Editor's note: This article deals with adult themes including rape and suicide.
Mary South’s debut short-story collection is called "You Will Never Be Forgotten." The stories feature characters trying to use technology to escape their uncontrollable feelings of grief, rage or despair. South uses carefully-crafted sentences and a fair share of dark humor to show that the results aren’t always what her characters hoped for.
"One of the things that really interests me about technology is that no matter how much it advances, no matter how instantaneously we can get the news, or how much information we now have than ever before, that our baseline, like human emotions and human psyche, hasn't changed," South told WPR’s "BETA."
South said as a millennial woman growing up with technology, she still remembers the dial-up modem of the early days of the web when it took what felt like eons, to download an image, whereas today we receive endless amounts of news and commentary instantaneously.
"I'm interested how that sort of reroutes our psychology, but then our emotions and our needs are still baseline the same," South said. "We still crave acceptance and nurturing and connection with others. But now that we have these amazing tools at our disposal, how do we go about getting them? When we have a dating app where you can meet hundreds of people that you would never have been able to meet before in your life, how do you go and adjust your behavior and go about getting that and fulfilling that need?"
South said she wants her stories to be complex and nuanced, which she says it is difficult to do when it comes to the internet.
"It’s like trying to ground the story in the character's emotions, trying to ground it and where they're coming from, to really imagine them fully in my mind and how they would respond to situations in their life," she said.
South said her stories have often been compared to the British science-fiction TV anthology series, "Black Mirror," which explores the dark side of technological innovation. She told "BETA" the "Black Mirror" episodes she most enjoys are the ones that really focus on the characters’ emotions.
"So it doesn't just become like a story about like, 'Oh, this is how we have no privacy anymore or this is how social media makes us lose empathy for each other,'" she said. "It's really about a character struggling with a core trauma or a core desire that they've never been able to fulfill in their life. And now, how are they going to go about getting that when they have all of these tools?"
South points to her story, "Not Setsuko," as an example. It’s a story about a mother who has lost her daughter tragically. The mother then clones her and tries to remake her memories, so she can live in the illusion that her daughter is back with her.
"The story is not really about cloning, although that's like a futuristic, near-futuristic technology," South said. "I really wanted to stay grounded with the mother and her desire to have her child back. I really wanted the story to be about grief."
The title story, "You Will Never Be Forgotten," is about a content moderator who is screening content to prevent traumatic and violent content from ending up online.
"She is also monitoring her rapist as he is living his life online, seeing what he's posting on social media," South said. "And she starts also monitoring him in real life, following him around the neighborhood after he goes home from work. And that kind of thing."

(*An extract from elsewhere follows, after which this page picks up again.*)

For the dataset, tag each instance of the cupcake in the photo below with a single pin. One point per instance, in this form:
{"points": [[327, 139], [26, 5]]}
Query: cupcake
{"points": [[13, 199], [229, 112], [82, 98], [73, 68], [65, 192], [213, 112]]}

"And it's mostly because she's trying to process the trauma of her sexual assaults. But also, she's worried that what happened to her is going to happen to other women. So there's a lot emotionally for her to deal with," she added.
In the story, the woman makes a fake profile on the dating site where she originally met the rapist and begins corresponding with him.
"But then the whole thing seems really false and wrong," South said. "So she confesses: 'This is me, this is the woman you sexually assaulted. Do you remember me?'"
South said it was a difficult story for her to write.
"I didn't want to retraumatize the reader by the way I dealt with it. But then again, I also thought it was important if I was going to write about these things that I fully look at them and not shy away from writing about them," she said.
"What I hope I accomplished was by grounding it in her emotions and her point of view and her struggle to get over it, I hope that the reader can really feel her pain," South said. "It's really about her pain and recovery. I wanted to fully inhabit her and fully present her to the world and do her justice and have her be seen in the way that she feels very invisible. Her rapist hasn't been held accountable. So I wanted that character to be fully seen and have her justice in a fictional way."